By Brandon Moseley
Alabama Political Reporter
Just when it appeared that former Secretary of State Hillary Clinton was firmly ensconced as the Democratic Party nominee for President of the United States, US Senator Bernie Sanders (I-Vermont) scored major victories in the Democratic caucuses in Washington, Hawaii and Alaska on Saturday. The Independent Senator from Vermont who has spoken at length about the benefits of socialism and raising taxes on the rich, coasted to easy wins in the three western states.
Sen. Sanders said in an email to his supporters, before the Hawaii results were in: “Our campaign was just declared the winner of two more states: Washington State with 101 delegates, and Alaska with 16 delegates. These are our fourth and fifth wins out of the last six results, and there’s still another caucus today where we expect to do very well. We’ll be in touch with the results from Hawaii, but this is shaping up to be a tremendous day for our campaign.”

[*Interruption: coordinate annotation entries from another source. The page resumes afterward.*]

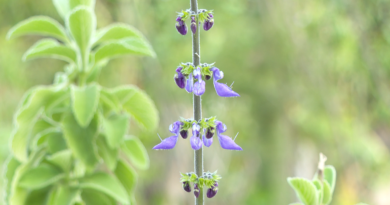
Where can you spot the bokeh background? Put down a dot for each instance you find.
(314, 76)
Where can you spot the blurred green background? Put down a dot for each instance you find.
(314, 76)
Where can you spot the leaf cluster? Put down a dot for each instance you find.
(70, 144)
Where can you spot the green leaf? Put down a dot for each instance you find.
(40, 177)
(37, 197)
(139, 105)
(85, 102)
(40, 25)
(117, 31)
(82, 24)
(55, 142)
(11, 166)
(62, 159)
(115, 128)
(18, 195)
(81, 140)
(109, 100)
(25, 118)
(327, 194)
(107, 184)
(136, 152)
(330, 176)
(108, 155)
(128, 46)
(127, 176)
(305, 190)
(92, 197)
(51, 49)
(62, 195)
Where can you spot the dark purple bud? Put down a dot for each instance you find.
(210, 132)
(180, 81)
(193, 24)
(184, 134)
(182, 29)
(212, 191)
(196, 190)
(208, 24)
(186, 186)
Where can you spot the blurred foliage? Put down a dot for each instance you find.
(313, 77)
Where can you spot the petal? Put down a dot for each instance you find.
(190, 83)
(167, 143)
(224, 90)
(221, 128)
(196, 142)
(199, 87)
(207, 142)
(227, 143)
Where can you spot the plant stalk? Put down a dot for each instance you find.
(198, 157)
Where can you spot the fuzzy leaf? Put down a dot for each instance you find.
(92, 197)
(40, 177)
(39, 25)
(127, 176)
(107, 184)
(25, 118)
(115, 128)
(82, 24)
(51, 49)
(80, 139)
(139, 105)
(117, 31)
(128, 46)
(85, 101)
(305, 190)
(330, 176)
(62, 159)
(62, 195)
(136, 152)
(108, 155)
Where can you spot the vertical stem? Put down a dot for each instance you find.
(198, 158)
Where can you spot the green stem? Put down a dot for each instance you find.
(198, 158)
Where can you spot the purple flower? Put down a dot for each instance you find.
(193, 24)
(179, 78)
(208, 23)
(170, 142)
(222, 90)
(200, 85)
(184, 134)
(225, 141)
(196, 190)
(210, 132)
(211, 192)
(181, 26)
(186, 186)
(207, 142)
(190, 83)
(196, 141)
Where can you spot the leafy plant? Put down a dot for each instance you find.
(70, 144)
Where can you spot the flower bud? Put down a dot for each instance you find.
(210, 132)
(193, 24)
(212, 191)
(180, 80)
(196, 190)
(182, 29)
(184, 134)
(186, 186)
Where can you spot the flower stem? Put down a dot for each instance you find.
(198, 158)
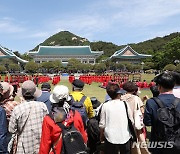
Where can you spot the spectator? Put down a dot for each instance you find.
(155, 91)
(131, 96)
(114, 128)
(134, 101)
(176, 90)
(7, 101)
(165, 83)
(77, 87)
(61, 112)
(3, 131)
(46, 88)
(26, 119)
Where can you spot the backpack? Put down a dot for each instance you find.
(80, 107)
(168, 124)
(93, 129)
(73, 142)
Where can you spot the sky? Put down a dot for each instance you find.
(26, 23)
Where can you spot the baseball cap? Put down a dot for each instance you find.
(6, 88)
(59, 92)
(78, 83)
(121, 91)
(28, 88)
(95, 102)
(45, 86)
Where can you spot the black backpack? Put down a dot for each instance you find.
(93, 129)
(80, 107)
(73, 142)
(168, 124)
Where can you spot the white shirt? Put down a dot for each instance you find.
(114, 121)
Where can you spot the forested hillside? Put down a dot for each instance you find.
(66, 38)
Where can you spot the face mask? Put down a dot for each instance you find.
(1, 97)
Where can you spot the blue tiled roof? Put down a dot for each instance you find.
(9, 54)
(119, 54)
(66, 50)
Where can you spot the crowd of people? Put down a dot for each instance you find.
(59, 121)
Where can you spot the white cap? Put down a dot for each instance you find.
(60, 92)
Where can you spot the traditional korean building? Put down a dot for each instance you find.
(6, 53)
(127, 54)
(64, 53)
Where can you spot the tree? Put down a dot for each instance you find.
(49, 66)
(73, 65)
(58, 65)
(169, 67)
(31, 67)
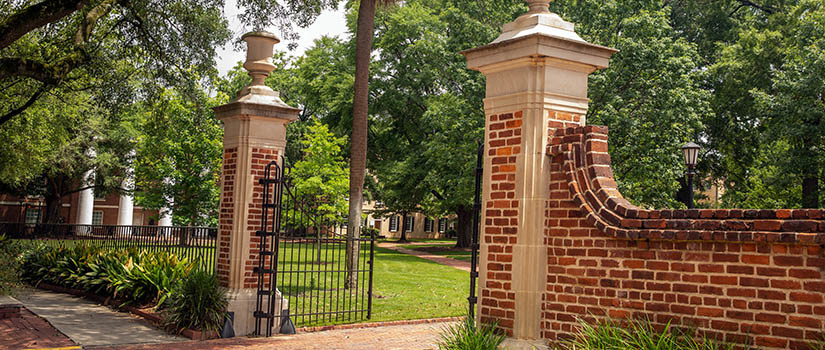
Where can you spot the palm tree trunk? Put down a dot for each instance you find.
(358, 148)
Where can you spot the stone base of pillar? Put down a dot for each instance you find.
(243, 303)
(524, 344)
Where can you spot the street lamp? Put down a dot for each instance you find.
(691, 153)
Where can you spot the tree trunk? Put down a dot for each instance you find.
(810, 191)
(464, 231)
(403, 238)
(55, 187)
(810, 175)
(358, 143)
(51, 214)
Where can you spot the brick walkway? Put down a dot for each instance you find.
(31, 332)
(414, 337)
(459, 264)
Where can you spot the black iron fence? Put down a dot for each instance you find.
(192, 243)
(309, 271)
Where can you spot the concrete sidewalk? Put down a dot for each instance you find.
(413, 337)
(89, 324)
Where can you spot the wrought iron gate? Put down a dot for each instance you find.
(304, 275)
(476, 222)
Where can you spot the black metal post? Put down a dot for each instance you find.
(372, 268)
(690, 188)
(474, 239)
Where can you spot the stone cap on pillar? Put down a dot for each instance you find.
(257, 99)
(538, 33)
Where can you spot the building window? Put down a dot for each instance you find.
(428, 225)
(97, 217)
(32, 216)
(394, 223)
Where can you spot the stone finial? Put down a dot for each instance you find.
(539, 6)
(260, 47)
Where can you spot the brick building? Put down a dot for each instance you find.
(418, 225)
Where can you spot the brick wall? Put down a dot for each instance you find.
(225, 222)
(259, 158)
(500, 216)
(747, 276)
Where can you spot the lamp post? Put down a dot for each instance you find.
(691, 153)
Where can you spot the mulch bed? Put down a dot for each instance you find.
(28, 331)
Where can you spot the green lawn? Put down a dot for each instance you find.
(404, 287)
(445, 250)
(407, 287)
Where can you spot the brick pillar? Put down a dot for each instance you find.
(254, 134)
(537, 72)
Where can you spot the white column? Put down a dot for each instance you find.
(166, 212)
(86, 202)
(126, 208)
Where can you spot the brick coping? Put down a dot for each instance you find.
(586, 163)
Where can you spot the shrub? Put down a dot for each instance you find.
(197, 303)
(137, 277)
(638, 334)
(9, 265)
(466, 336)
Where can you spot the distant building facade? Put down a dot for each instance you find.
(106, 210)
(418, 225)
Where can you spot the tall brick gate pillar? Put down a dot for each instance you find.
(537, 72)
(254, 134)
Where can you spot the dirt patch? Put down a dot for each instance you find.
(441, 249)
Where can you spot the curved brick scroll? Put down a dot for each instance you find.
(586, 163)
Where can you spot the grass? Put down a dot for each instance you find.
(638, 334)
(445, 250)
(412, 288)
(404, 286)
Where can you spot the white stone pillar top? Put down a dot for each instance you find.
(539, 6)
(539, 33)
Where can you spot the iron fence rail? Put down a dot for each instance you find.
(192, 243)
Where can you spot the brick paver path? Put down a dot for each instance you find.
(459, 264)
(31, 332)
(418, 336)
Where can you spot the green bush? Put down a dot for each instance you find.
(9, 265)
(637, 334)
(198, 303)
(136, 277)
(466, 336)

Senator Sanders meanwhile is already campaigning in Wisconsin where he said at a rally, “We knew things would begin to improve when we moved west…Don’t let anybody tell you we can’t win the nomination or win the general election. We’re going to do both those things.”
As of press time, Clinton leads in the delegate count with 1234 delegates to Sanders’ 956; but Clinton strongest constituency is Black voters who make up most primary voters in the southern states……and the southern states have already voted. Sanders could still catch Clinton in the race for delegates if the remaining states fall in his direction. Sec. Clinton however maintains an enormous lead with already pledged super delegates with 469 to just 29 for Sanders. Sen. Sanders team point out that super delegates can change their minds and likely would rather than steal the nomination from Sanders if he comes to the convention with the most won delegates. It takes 2,283 delegates to win the nomination at the Democratic convention.
Sen. Sanders has now won five of the last six Democratic contests and has won almost 2/3s of the delegates over that period. In Washington state, Sanders won an incredible 72.7 percent of the vote. In Alaska Sen. Sander had 81.6 percent of the caucus votes cast.
Hillary Clinton won the Alabama Democratic Primary in a landslide on Super Tuesday.
On the Republican side there was no GOP primary or caucus this week. Recent polling shows either Sanders or Clinton easily besting Republican frontrunner Donald Trump in a head to head contest.